2017-11-01 / Front Page

Valley Planning Board holds marijuana workshop

By Dee Menear Irregular Staff Writer

CARRABASSETT VALLEY — A Planning Board workshop regarding the potential impact of Marijuana Legislation was held Thursday, Oct. 26. The meeting was well attended, not only by Carrabassett Valley officials and residents, but also those from the surrounding towns of Eustis and Coplin Plantation.

John Maloney, a Land Use Planner formerly contracted with Androscoggin Valley Council of Governments presented information which focused mostly on land use issues municipalities could potentially consider when welcoming marijuana-based businesses.

Chairman James McCormick explained the workshop was being held simply to present information. “Obviously, there will be more meetings on the subject,” he stated.

Maloney explained with the implementation of medical marijuana laws in 2009, caregivers were able to have up to six mature plants per person with up to six clients. “The law was quiet about land use regulations. The only stipulation was if you were going to grow it outside, you needed a six-foot-high fence,” he explained.

He went on to say information about how many caregivers there are in the state is not clear due to confidentiality regulations. “The only ones who need to know about who caregivers are is DHHS and Central Maine Power,” he explained.

The reason for CMP notification was due to higher energy output. “There have been fires as a result of people’s homes not being wired for the amount of juice required,” he noted.

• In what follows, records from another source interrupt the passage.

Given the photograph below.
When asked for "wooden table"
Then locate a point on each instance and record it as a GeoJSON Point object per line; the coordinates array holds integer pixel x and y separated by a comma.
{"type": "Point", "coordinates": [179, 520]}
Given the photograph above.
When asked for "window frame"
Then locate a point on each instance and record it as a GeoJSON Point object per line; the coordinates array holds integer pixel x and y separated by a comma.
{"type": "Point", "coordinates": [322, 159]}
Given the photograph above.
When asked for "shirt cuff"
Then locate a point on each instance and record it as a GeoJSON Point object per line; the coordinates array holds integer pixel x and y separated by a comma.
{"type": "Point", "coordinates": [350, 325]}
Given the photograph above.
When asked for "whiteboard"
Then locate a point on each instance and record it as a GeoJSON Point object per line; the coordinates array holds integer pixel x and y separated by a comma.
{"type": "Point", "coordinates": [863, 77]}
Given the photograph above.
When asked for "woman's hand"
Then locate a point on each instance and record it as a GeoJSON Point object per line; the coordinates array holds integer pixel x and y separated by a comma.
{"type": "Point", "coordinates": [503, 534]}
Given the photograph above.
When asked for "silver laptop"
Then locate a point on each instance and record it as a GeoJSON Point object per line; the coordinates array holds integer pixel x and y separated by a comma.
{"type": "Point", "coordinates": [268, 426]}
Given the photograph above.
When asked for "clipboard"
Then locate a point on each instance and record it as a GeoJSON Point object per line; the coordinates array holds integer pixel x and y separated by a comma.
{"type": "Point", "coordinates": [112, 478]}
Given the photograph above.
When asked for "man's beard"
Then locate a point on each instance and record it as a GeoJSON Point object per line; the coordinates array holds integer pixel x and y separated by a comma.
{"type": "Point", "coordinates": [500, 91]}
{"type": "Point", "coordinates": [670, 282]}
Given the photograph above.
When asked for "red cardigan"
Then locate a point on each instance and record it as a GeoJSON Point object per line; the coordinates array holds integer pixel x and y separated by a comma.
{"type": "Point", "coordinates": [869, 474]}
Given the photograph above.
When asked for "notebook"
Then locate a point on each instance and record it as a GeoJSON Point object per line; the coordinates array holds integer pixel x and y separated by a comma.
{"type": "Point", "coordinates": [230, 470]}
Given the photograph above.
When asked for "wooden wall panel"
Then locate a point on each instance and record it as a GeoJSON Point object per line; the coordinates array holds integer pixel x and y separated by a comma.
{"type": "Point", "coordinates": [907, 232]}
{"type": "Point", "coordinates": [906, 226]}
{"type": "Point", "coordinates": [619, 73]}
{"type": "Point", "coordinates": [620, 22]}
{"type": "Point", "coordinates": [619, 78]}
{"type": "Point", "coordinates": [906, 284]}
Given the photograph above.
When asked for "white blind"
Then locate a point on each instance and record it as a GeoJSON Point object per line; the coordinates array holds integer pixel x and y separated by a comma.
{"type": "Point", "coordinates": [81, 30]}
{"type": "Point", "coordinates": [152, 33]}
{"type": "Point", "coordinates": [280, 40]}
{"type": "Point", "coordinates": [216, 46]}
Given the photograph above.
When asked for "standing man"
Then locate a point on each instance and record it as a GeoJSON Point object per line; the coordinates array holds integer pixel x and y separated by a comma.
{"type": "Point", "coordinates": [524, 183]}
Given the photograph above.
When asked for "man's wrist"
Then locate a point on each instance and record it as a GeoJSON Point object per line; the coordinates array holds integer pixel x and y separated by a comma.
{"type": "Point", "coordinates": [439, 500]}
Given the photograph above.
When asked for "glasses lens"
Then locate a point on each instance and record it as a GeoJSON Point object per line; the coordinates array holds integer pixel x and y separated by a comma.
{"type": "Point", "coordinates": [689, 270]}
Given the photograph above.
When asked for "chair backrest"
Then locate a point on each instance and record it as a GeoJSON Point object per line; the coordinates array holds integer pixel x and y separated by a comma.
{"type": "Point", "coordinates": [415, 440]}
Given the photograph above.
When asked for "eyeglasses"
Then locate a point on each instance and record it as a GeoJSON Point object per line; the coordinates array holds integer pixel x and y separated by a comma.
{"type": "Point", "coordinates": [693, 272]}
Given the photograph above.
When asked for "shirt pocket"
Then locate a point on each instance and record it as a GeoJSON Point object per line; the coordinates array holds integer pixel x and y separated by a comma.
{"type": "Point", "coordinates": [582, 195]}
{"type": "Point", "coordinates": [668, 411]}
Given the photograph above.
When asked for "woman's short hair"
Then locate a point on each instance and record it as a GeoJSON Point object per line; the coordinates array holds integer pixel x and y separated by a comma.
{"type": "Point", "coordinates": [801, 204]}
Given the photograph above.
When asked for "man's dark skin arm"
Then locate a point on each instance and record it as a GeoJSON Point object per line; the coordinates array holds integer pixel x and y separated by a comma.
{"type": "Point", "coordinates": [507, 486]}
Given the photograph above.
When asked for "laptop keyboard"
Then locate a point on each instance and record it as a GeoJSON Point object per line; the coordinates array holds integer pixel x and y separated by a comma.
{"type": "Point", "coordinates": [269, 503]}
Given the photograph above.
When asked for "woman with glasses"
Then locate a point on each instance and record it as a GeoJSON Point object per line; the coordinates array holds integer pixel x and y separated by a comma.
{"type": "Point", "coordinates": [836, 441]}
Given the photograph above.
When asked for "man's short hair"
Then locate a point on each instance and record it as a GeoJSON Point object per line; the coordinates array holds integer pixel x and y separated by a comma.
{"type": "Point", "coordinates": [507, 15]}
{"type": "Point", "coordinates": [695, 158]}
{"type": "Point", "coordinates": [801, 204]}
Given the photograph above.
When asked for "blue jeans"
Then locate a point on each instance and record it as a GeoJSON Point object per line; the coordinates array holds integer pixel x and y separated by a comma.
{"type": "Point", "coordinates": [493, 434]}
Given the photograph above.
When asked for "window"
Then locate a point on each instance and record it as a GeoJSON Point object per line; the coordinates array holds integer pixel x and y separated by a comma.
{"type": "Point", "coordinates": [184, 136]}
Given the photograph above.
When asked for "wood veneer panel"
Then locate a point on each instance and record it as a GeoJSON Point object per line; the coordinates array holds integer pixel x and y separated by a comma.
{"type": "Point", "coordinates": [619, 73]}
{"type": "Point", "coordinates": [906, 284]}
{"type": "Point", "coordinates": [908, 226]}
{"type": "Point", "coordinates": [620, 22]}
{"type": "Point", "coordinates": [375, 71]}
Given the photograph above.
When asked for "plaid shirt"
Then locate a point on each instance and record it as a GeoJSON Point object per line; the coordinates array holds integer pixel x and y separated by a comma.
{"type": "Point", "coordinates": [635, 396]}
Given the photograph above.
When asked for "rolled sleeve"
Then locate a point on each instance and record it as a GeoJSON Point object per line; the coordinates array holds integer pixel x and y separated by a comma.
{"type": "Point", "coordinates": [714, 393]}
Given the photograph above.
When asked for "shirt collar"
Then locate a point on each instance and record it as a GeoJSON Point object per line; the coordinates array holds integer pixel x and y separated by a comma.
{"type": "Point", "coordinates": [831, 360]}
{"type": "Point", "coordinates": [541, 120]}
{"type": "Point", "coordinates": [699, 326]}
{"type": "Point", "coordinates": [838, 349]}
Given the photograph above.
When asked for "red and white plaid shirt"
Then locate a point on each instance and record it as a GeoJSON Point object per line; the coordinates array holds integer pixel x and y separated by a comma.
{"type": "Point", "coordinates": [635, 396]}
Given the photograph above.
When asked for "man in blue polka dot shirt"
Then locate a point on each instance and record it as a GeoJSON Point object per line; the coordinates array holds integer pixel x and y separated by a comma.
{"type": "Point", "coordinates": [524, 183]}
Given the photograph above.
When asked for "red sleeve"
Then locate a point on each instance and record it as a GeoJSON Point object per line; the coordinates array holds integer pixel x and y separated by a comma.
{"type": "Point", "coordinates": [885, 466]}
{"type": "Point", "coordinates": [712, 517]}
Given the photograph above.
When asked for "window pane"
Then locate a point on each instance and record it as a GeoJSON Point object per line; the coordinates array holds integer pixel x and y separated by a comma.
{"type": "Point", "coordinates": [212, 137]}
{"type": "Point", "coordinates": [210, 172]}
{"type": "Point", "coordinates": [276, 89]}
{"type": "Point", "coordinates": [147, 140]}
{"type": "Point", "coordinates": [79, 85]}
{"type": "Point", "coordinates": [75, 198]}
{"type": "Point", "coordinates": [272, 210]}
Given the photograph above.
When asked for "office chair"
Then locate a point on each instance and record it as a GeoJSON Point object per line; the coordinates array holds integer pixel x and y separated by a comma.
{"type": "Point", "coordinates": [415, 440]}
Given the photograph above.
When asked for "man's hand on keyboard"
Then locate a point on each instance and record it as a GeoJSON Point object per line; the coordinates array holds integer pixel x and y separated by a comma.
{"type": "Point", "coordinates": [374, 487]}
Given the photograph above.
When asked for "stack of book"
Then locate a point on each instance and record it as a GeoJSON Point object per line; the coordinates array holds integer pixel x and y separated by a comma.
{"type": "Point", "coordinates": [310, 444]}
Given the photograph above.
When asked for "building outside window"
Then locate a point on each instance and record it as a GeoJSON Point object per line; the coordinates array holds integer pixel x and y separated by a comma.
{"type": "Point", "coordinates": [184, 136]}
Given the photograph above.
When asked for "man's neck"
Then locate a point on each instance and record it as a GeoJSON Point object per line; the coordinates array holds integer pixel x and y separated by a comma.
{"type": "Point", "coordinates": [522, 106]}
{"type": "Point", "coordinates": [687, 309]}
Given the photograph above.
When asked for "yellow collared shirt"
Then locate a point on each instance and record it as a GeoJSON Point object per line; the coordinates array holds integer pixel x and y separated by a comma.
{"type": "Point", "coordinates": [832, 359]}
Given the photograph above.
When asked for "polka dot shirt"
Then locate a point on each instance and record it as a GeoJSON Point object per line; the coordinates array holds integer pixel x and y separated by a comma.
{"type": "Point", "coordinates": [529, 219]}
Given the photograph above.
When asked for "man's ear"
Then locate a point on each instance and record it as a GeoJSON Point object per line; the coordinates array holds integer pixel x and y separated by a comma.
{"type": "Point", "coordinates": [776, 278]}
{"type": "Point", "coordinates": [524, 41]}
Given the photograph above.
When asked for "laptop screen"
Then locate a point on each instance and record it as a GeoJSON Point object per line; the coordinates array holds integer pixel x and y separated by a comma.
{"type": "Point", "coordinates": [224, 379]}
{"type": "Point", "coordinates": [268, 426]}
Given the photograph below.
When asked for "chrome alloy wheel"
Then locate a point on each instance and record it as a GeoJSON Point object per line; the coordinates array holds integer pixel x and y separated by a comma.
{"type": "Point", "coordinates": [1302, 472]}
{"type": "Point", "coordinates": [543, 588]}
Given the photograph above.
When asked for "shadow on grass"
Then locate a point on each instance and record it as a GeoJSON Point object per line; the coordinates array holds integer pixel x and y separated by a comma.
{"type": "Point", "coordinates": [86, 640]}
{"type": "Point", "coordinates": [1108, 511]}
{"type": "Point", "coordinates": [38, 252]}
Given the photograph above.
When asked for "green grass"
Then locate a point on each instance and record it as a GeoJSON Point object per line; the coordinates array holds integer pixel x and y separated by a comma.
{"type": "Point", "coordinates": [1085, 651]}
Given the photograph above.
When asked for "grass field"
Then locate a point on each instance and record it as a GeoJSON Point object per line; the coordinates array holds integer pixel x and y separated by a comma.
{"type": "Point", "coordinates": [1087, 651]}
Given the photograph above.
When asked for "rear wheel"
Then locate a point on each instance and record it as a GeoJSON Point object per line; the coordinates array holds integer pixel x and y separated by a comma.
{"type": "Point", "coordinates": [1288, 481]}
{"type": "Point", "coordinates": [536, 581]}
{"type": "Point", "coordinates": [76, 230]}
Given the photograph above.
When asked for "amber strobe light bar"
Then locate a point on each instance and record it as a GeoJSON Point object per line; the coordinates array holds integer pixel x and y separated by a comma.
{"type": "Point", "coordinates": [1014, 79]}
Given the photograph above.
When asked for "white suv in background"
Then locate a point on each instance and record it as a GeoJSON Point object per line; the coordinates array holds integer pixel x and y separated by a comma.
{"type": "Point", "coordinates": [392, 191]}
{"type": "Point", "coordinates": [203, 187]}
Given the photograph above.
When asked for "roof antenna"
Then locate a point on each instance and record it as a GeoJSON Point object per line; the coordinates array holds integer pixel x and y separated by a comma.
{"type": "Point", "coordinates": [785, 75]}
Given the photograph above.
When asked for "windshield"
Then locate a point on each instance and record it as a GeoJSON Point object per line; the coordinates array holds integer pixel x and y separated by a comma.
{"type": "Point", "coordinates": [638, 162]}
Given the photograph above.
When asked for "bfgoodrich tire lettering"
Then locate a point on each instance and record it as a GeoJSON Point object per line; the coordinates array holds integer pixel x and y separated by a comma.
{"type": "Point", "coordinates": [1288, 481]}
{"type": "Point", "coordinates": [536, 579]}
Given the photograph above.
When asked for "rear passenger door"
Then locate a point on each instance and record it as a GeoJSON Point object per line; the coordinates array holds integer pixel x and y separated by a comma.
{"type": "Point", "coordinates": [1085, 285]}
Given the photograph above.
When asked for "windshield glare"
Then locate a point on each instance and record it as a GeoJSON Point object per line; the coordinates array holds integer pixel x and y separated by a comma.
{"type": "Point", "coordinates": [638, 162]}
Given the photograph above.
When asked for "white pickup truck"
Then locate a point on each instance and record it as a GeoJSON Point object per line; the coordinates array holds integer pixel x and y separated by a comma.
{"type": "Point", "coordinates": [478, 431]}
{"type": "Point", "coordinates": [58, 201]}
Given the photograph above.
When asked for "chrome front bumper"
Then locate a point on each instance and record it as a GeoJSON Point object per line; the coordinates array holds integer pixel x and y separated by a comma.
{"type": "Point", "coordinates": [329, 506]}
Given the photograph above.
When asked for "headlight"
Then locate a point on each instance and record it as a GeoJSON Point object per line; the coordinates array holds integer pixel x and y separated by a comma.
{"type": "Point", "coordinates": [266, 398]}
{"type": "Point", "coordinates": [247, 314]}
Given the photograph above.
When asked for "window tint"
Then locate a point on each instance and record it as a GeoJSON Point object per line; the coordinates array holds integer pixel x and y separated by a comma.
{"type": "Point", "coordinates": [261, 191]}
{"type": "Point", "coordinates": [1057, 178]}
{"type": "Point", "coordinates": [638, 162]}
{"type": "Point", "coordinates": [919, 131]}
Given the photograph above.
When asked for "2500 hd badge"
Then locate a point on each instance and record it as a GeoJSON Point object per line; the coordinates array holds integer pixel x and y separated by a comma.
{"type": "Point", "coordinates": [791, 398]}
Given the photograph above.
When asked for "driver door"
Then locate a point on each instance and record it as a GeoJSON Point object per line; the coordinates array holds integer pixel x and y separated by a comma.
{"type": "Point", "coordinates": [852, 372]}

Other than a law that gives municipalities the ability to establish zoning ordinances that could restrict marijuana caregiver facilities within 500 feet of a school, there is not a lot of regulation of caregivers.

What wasn't expected was for caregivers to partner together and purchase warehouses for medical marijuana growing facilities. "In my town of Turner, we recently discovered there were 12 such facilities and they did not require permits," Maloney stated. One of the issues with such an operation continues to be safety and odor, stated Maloney.

In November 2016, Maine voters passed Question 2 which legalized recreational use of marijuana by adults. It also opened the door for a state-licensed and regulated commercial system for the cultivation and sale of marijuana. A statewide moratorium went into effect Jan. 27, which temporarily prohibited the cultivation, manufacturing and sale of marijuana while legislatures worked out details of implementing the law.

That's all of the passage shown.